Kenizé Mourad, la princesse ottomane annulée en France : « Ma vie a basculé lorsque j'ai publié mon livre sur la Palestine. »

Depuis les fenêtres de sa maison de Kadiköy, le quartier le plus moderne d'Istanbul, Kenizé Mourad aperçoit le palais de Topkapi, la cour ottomane où résidaient ses ancêtres. « D'une certaine manière, j'ai l'impression d'avoir bouclé la boucle », dit-elle en souriant, aujourd'hui qu'à 85 ans, elle vit dans la ville même que sa mère a dû quitter enfant après la chute de l'Empire ottoman, vieux de six siècles.

Durant son enfance, Mourad ignorait une partie de l'histoire de sa famille, ce qui lui a causé une grave crise d'identité pendant des années. « D'une certaine manière, j'ai toujours su qui j'étais, car au couvent, on m'appelait “princesse” », dit-elle.

Née en France en 1939, Kenizé Mourad est la fille de la princesse ottomane Selma, petite-fille du sultan Mourad V, qui épousa un rajah indien . Élevée dans des familles de diplomates et scolarisée dans un couvent, elle ne découvre son passé qu'à une vingtaine d'années, grâce à la visite de cousins ​​turcs et à une correspondance qu'elle entame avec son père en Inde. Aujourd'hui, des photographies et des peintures de sa mère, de son arrière-grand-père et de sa famille paternelle décorent l'élégant salon de sa maison au bord du Bosphore, suggérant un lien fort avec son passé.

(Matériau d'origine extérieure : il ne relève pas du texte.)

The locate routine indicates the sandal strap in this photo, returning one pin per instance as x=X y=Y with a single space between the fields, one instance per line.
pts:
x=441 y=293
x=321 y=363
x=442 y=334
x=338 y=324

Cependant, Mourad affirme que c'est grâce à son travail de reporter au Moyen-Orient et en Asie pour le Nouvel Observateur , ainsi qu'à ses recherches pour ses romans, qu'elle a véritablement découvert ses racines. « Mon travail et ma vie ont toujours consisté à essayer de connecter et d'expliquer le monde des autres. Pour moi, le travail a été très important. C'est un outil que j'ai utilisé pour essayer de rapprocher mes deux mondes : la France et le Moyen-Orient », note-t-elle. « Je pense surtout que j'étais très impliquée car c'était pour moi un combat pour survivre, un combat pour la vie, et pour découvrir qui je suis . »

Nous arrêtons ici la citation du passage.